Karena itu, dalam forum internal Muhammadiyah, Haedar mengeluarkan larangan memekikkan takbir bagi warganya. Meski, dalam perkembangannya, larangan tersebut menuai pro-kontra.

Pernyataan Haedar tersebut menjadi kritik pedas bagi siapa pun yang gemar memekikkan takbir untuk berbagai tujuan pragmatis dan sebagai modus tertentu untuk menyulut emosi massa agar larut dalam kanalisasi kepentingannya.

Sebab, takbir yang semula adalah kalimat luhur untuk mengagungkan kebesaran Allah sering kali tereduksi sebagai kalimat hipnotis berdaya agitasi yang mengeksploitasi dan mencemari akal budi. Bahkan, di tangan orang-orang yang tak bertanggung jawab, pekik takbir sering kali digunakan untuk main hakim sendiri dan menundukkan siapa pun yang tak sama dengan dirinya.

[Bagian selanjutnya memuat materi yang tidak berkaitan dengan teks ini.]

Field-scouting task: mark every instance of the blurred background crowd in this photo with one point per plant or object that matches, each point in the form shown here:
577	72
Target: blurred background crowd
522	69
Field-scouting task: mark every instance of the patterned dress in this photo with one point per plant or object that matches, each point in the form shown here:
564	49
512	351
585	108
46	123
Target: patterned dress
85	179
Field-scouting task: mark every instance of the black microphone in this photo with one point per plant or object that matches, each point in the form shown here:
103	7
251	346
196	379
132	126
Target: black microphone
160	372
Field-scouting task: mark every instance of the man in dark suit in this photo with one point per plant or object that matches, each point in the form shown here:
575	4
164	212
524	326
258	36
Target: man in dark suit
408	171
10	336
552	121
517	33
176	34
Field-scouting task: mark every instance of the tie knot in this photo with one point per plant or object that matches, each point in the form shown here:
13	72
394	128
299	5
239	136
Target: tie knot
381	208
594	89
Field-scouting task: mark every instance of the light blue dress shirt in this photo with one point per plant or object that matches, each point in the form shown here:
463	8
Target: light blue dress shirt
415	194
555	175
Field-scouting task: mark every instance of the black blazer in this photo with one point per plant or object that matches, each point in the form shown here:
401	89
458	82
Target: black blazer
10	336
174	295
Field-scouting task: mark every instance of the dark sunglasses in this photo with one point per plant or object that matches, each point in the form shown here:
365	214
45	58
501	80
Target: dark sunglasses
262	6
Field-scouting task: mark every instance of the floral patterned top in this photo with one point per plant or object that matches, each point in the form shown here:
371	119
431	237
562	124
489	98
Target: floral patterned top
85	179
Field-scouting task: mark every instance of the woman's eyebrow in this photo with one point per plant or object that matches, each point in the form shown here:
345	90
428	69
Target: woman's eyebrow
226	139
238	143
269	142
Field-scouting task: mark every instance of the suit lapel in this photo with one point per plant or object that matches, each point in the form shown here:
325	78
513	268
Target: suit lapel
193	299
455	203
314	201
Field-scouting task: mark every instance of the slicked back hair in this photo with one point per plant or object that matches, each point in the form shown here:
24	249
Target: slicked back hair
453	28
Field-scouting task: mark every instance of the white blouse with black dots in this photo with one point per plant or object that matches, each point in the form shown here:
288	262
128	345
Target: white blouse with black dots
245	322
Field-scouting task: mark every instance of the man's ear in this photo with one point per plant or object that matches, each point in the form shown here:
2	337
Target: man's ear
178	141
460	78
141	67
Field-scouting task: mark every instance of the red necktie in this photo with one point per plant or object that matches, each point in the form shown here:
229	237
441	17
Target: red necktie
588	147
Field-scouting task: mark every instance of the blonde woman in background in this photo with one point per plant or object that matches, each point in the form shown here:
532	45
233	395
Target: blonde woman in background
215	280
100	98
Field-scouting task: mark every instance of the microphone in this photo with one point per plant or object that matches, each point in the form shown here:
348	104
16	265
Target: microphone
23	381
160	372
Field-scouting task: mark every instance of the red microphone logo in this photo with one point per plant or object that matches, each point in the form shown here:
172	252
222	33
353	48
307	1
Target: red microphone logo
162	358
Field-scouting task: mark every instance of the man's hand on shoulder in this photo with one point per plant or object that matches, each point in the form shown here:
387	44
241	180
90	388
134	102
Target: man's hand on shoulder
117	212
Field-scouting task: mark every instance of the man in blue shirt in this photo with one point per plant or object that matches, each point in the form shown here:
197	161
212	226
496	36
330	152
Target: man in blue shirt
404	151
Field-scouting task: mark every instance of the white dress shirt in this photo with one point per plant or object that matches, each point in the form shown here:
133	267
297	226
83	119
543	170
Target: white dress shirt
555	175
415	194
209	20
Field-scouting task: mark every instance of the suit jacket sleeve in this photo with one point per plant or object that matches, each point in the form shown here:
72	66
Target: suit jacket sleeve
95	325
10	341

Dalam kaitan ini, kritik Haedar mengingatkan kita pada bait-bait puisi KH Mustofa Bisri (Gus Mus) yang berjudul ’’Allahu Akbar’’; Urat-urat leher kalian membesar//Meneriakkan Allahu Akbar//Dan dengan semangat jihad// Nafsu kebencian kalian membakar// Apa saja yang kalian anggap munkar.

Pola Penyimpangan

Dalam realitas kehidupan yang sarat tujuan pragmatis, banyak pola penyimpangan (deviation) takbir yang dilakukan sekelompok orang untuk menarik perhatian publik. Pertama, penyimpangan secara individual yang terkait dengan sikap patologis yang gemar membesar-besarkan egonya di hadapan banyak orang dengan menggunakan kalimat takbir sebagai basis legitimasinya. Bahkan, pada tingkat yang lebih ekstrem, seseorang menggunakan pekik takbir untuk menyatakan kepada publik bahwa dirinya adalah yang paling benar, sedangkan pihak yang berseberangan dengan dirinya adalah salah, sesat, dan murtad.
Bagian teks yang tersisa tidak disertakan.